## Yum or Yuck Butterfly Mimics 2022 – Baseline Model

**Author:** [Keith Pinson](https://github.com/keithpinson)<br>
**Date created:** 2022/06/11<br>
**Version:** 1.0.0001<br>
**Description:** A simple transfer learning model to establish a baseline score for a Kaggle Community Competition.<br>
**Platform:** Kaggle Packages including Tensorflow 2.6.3 with GPU<br>
<br>

![Butterfly Classification Diagram](DocResources/ButterflyClassificationTransferLearning-854.png)

We will use the pre-trained weights of the Resnet50 convolutional neural network with the Imagenet dataset.  The final classification layers will be replaced with our own dense layers to make the butterfly classifier.

In [1]:
import datetime;

print("executed",datetime.datetime.now().strftime("%Y-%m-%d %H:%M:%S"),"local time")

executed 2022-06-18 09:05:07 local time


---
Using TensorFlow we will a build a butterfly image classifier that will be able to identify 6 remarkable North American butterflies.

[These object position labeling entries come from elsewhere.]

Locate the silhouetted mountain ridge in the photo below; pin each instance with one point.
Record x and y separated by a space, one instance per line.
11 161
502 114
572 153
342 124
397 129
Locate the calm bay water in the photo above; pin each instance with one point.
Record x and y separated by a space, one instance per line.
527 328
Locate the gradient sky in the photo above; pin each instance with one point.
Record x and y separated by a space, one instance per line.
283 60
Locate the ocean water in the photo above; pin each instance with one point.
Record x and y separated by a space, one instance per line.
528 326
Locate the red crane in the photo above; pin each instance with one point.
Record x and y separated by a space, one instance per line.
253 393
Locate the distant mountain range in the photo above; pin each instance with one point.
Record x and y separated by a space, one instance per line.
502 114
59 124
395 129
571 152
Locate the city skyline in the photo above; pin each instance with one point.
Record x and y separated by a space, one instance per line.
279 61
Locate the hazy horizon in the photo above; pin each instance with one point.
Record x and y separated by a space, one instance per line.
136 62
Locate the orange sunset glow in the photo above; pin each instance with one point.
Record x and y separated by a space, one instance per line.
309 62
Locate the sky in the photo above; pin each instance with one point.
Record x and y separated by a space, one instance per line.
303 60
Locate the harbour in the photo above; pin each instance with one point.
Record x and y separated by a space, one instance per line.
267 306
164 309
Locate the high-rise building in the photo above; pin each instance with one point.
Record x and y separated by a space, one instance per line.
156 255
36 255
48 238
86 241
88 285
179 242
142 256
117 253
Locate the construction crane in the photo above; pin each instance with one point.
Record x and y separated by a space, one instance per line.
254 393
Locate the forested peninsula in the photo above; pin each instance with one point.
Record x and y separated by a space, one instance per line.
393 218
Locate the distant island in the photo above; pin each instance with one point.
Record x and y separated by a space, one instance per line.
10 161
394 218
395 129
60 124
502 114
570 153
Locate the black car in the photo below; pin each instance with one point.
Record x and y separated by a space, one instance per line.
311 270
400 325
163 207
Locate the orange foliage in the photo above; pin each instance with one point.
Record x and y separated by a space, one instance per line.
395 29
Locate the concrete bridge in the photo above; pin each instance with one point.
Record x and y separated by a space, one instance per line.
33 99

![Images of Black, Monarch, Pipevine, Spicebush, Tiger and Viceroy butterflies from the dataset](DocResources/the-butterflies.png)

<br>
This notebook will:

 - Load ResNet50 with the pre-trained Imagenet weights
 - Load the Butterfly Mimics dataset
 - Create a new set of feature weights using our own classifier
 - Predict the butterflies from the test
 - Show a sample of the results
 - Quantify the accuracy of the results



---
## Set Hyperparameters
---

In [45]:
# Hyper-parameters
BATCH_SIZE = 32
LEARNING_RATE = 0.0003
NUMBER_OF_EPOCHS = 50

# Other constants
IMAGE_SIZE_H = IMAGE_SIZE_V = 224
CHANNELS = 3
MODEL_NAME = 'yoymimics'

SEED = 43

##
---
## Set Environment
---


In [46]:
import os
import platform
import random

import tensorflow as tf

# Using TensorFlow's enhanced version of Numpy
import tensorflow.experimental.numpy as np
np.experimental_enable_numpy_behavior()

import pandas as pd
from sklearn import metrics
from sklearn.model_selection import train_test_split
import matplotlib.pyplot as plt
import cv2

# import tensorflow_datasets as tfds
# from keras.preprocessing.image import ImageDataGenerator,load_img
from keras.utils.np_utils import to_categorical
from keras.utils.vis_utils import plot_model
from keras.models import Sequential
from keras.layers import Conv2D, \
     MaxPooling2D,Dropout,Flatten,Dense,Activation,BatchNormalization

# from tensorflow_datasets.core.registered import DatasetNotFoundError

import keras.utils.vis_utils
import tensorflow.python.ops.gen_math_ops


os.environ['PYTHONHASHSEED'] = str(SEED)
random.seed = SEED
np.random.seed = SEED
tf.random.set_seed(SEED)

print(f"Tensorflow {tf.__version__}", "with GPU support" if len(tf.config.list_physical_devices('GPU')) > 0 else "for CPU only")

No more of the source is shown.